Early and exclusive breastfeeding and breastfeeding with appropriate complementary feeding for the children, addressing calorie inadequacy , widening the food basket, dietary diversity to address calorie inadequacy, addressing protein hunger through improving/diversifying both production and farming system to include poultry, fishery production etc., climate smart agriculture and farming system and addressing micronutrient malnutrition through food enrichment can be programmatic interventions.

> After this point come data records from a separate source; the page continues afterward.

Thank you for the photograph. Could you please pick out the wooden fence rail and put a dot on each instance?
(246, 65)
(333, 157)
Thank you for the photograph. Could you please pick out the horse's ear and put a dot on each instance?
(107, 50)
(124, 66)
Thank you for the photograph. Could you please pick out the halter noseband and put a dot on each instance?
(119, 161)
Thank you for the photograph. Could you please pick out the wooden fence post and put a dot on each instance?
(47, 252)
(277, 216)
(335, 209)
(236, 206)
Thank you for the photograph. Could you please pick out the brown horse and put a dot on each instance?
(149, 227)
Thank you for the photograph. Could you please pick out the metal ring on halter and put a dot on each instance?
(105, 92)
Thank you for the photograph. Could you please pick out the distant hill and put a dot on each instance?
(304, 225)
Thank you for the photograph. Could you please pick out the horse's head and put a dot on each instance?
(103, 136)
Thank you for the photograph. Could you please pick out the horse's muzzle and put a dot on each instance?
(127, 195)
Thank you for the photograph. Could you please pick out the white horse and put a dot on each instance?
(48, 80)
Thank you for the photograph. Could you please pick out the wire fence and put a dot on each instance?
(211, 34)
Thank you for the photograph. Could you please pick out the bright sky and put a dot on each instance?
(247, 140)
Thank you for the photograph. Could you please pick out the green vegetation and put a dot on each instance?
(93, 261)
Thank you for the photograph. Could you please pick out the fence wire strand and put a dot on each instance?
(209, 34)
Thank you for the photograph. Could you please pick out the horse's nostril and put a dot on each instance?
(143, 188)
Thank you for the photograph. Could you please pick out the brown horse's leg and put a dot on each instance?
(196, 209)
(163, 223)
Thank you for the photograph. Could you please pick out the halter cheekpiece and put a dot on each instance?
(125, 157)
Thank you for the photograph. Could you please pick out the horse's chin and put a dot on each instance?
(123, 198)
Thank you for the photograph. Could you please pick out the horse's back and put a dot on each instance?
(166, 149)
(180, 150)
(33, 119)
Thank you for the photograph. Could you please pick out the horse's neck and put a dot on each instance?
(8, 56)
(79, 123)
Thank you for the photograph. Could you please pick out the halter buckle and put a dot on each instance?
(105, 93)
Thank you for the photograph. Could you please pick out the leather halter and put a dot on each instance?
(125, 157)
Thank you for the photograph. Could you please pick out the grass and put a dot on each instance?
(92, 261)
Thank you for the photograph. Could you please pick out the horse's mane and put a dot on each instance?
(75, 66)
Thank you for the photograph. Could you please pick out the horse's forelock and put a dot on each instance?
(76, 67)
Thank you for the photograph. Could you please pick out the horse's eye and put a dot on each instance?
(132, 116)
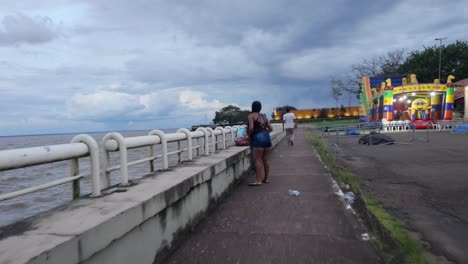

There has to be a special programme to address anaemia in all forms and severely affected malnourished children in hunger and malnutrition hotspots. Naturally bio-fortified crops like drumstick, sweet potato, minor millets, amla etc. need to be promoted. We need to stop nutrition disruptions and address the social, geographical, policy level and economic exclusions.
Planet health is necessary for human health. We need to empower the people specifically women to take control over health and nutrition issues for a sustainable nutrition revolution India needs today.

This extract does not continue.